Projet de décret portant moratoire sur la pêche de loisir en eau douce de l’anguille d’Europe
Consultation du 03/10/2025 au 27/10/2025 - 895 contributions
L’anguille européenne est un poisson grand migrateur qui grossit en eau douce et se reproduit en mer. Après une phase larvaire de migration depuis la mer des Sargasses vers l’Europe, les anguilles connaîtront au cours de leur vie trois stades de développement : le stade juvénile appelé « civelle » (qui correspond aux anguilles mesurant moins de 12 cm), le stade « anguille jaune », au cours duquel les anguilles colonisent les eaux douces et enfin, le stade « anguille argentée », au cours duquel les reproducteurs retournent en mer des Sargasses.
La pêche de l’anguille intéresse, en eau salée et en eau douce, à la fois les pêcheurs professionnels et les pêcheurs de loisir.
Face à la dégradation de l’état de la population d’anguilles, le règlement (UE) n° 1100/2007 du 18 septembre 2007 a institué des mesures de reconstitution du stock d’anguilles européennes.

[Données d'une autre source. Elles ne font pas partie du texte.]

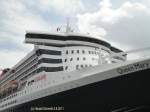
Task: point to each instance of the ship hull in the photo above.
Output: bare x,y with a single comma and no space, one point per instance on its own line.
123,92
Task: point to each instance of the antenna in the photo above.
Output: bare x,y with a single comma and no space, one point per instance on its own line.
68,26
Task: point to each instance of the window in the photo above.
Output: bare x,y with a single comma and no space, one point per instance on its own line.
72,51
67,52
77,66
51,52
65,60
71,59
81,66
83,51
66,67
84,58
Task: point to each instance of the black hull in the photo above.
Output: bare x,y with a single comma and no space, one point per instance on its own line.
126,92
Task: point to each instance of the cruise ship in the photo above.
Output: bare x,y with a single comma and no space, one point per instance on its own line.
70,72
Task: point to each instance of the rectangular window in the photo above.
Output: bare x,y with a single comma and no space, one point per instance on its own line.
51,52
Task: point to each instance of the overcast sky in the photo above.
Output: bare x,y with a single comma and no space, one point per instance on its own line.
124,23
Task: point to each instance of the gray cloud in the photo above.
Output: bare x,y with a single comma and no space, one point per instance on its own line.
127,26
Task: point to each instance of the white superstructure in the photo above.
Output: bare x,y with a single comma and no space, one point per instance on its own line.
54,56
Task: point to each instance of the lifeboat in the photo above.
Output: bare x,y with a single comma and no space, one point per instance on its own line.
13,84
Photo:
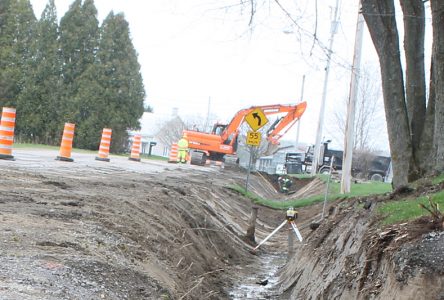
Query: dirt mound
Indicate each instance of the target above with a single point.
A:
(133, 236)
(357, 260)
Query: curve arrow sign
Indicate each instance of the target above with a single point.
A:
(259, 120)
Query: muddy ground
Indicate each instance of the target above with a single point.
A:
(152, 230)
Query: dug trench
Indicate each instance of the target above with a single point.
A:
(179, 234)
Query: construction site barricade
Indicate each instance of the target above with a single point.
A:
(172, 158)
(105, 144)
(135, 148)
(7, 126)
(66, 144)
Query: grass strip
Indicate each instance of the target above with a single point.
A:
(408, 209)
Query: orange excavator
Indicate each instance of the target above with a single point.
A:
(223, 138)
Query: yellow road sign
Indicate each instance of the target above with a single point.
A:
(256, 119)
(253, 138)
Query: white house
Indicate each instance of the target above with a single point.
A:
(158, 132)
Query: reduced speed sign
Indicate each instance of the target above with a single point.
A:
(253, 138)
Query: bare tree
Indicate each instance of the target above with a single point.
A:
(415, 123)
(369, 112)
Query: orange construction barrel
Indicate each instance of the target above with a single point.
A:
(7, 125)
(66, 144)
(105, 143)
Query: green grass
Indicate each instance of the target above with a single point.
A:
(361, 189)
(408, 209)
(438, 179)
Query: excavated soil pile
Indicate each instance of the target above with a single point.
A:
(88, 232)
(350, 256)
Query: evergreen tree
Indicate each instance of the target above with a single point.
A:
(16, 25)
(40, 97)
(123, 84)
(112, 91)
(79, 34)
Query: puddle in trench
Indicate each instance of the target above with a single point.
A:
(250, 289)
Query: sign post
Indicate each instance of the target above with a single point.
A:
(256, 119)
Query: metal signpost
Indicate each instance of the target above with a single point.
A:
(256, 119)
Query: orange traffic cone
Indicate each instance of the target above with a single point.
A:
(172, 158)
(66, 145)
(7, 125)
(135, 149)
(105, 142)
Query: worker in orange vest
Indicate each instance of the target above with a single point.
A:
(183, 149)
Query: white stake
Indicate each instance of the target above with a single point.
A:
(271, 234)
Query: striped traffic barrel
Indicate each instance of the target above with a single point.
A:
(7, 125)
(66, 144)
(105, 143)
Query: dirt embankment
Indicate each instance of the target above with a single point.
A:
(350, 257)
(72, 231)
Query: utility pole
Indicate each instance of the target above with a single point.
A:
(208, 115)
(317, 149)
(349, 127)
(299, 122)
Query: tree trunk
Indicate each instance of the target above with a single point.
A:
(380, 18)
(426, 150)
(414, 28)
(438, 76)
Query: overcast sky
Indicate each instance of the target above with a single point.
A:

Des restrictions supplémentaires des activités de pêche figurent dans les règlements annuels adoptés pour l’application du règlement (UE) n° 1380/2013 du 11 décembre 2013 relatif à la politique commune de la pêche.
En application de ces règlements, la pêche de loisir aux stades civelle et anguille argentée est interdite, en eau douce et en mer, depuis le décret n° 2010-1110 du 22 septembre 2010.

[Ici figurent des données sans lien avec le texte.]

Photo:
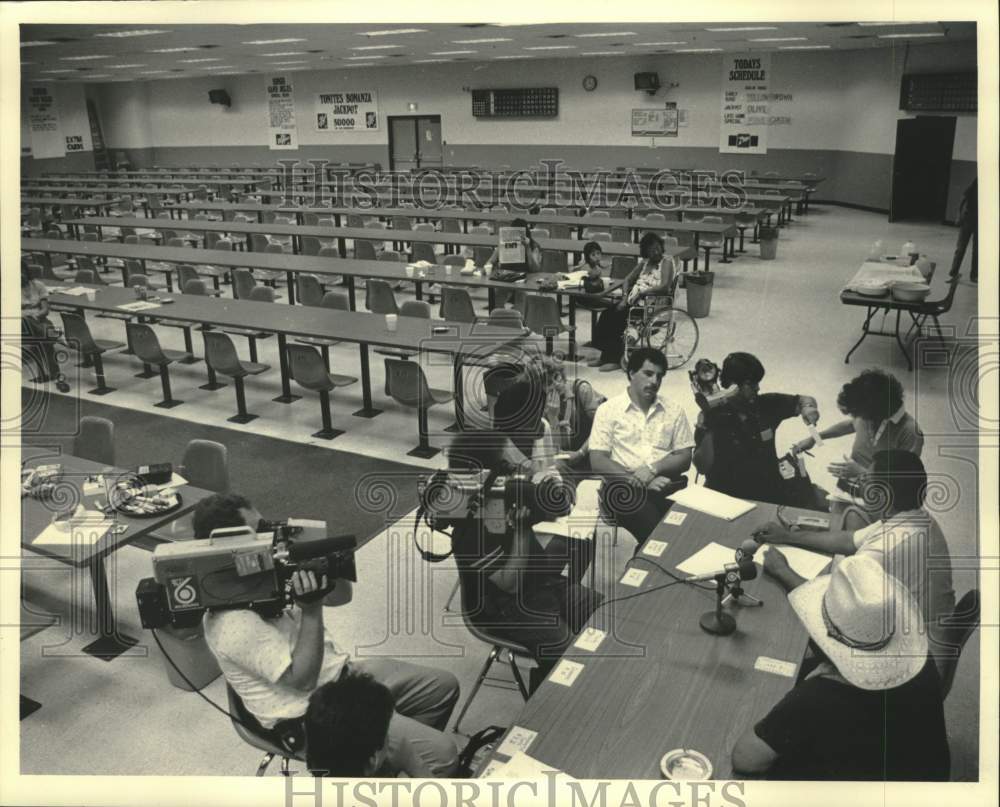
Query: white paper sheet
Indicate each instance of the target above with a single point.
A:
(804, 562)
(710, 558)
(700, 498)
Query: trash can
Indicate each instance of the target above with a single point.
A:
(189, 651)
(768, 243)
(699, 293)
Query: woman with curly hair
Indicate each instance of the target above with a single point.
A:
(876, 416)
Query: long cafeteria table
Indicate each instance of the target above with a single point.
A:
(150, 258)
(464, 342)
(342, 234)
(657, 681)
(296, 231)
(36, 515)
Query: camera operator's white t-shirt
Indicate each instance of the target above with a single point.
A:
(254, 653)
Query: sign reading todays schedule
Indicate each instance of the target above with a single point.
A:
(745, 79)
(347, 111)
(281, 133)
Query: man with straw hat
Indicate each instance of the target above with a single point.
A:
(874, 712)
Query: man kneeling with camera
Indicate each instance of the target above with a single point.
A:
(275, 662)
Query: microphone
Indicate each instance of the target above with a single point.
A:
(745, 569)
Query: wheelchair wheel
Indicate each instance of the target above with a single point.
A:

Ensuite, le règlement (UE) 2023/194 du 30 janvier 2023 et le règlement (UE) 2024/259 du 10 janvier 2024 ont directement interdit la pêche de loisir de l’anguille jaune en mer, sur tout le territoire de l’Union européenne, ainsi que la pêche de loisir de l’anguille jaune dans les eaux douces des bassins hydrographiques méditerranéens.
En France, sauf dans les bassins Rhône-Méditerranée et Corse, la pêche de loisir de l’anguille jaune demeure donc autorisée en eau douce.
Pour autant, les prélèvements d’anguilles jaunes par les pêcheurs de loisir en eau douce ne sont pas négligeables. Selon la seule estimation disponible, environ 700 tonnes d’anguilles jaunes étaient prélevées chaque année en eau douce par les pêcheurs de loisir (source : Rapport de mise en œuvre du Plan français de gestion de l’anguille, juin 2024, p. 81), c’est-à-dire presque le triple des prélèvements opérés à la fois en mer et en eau douce par les pêcheurs professionnels.
Il apparaît donc nécessaire d’adopter, partout en France métropolitaine, un moratoire sur la pêche de loisir de l’anguille.
La consultation du public a lieu du vendredi 3 octobre au lundi 27 octobre 2025.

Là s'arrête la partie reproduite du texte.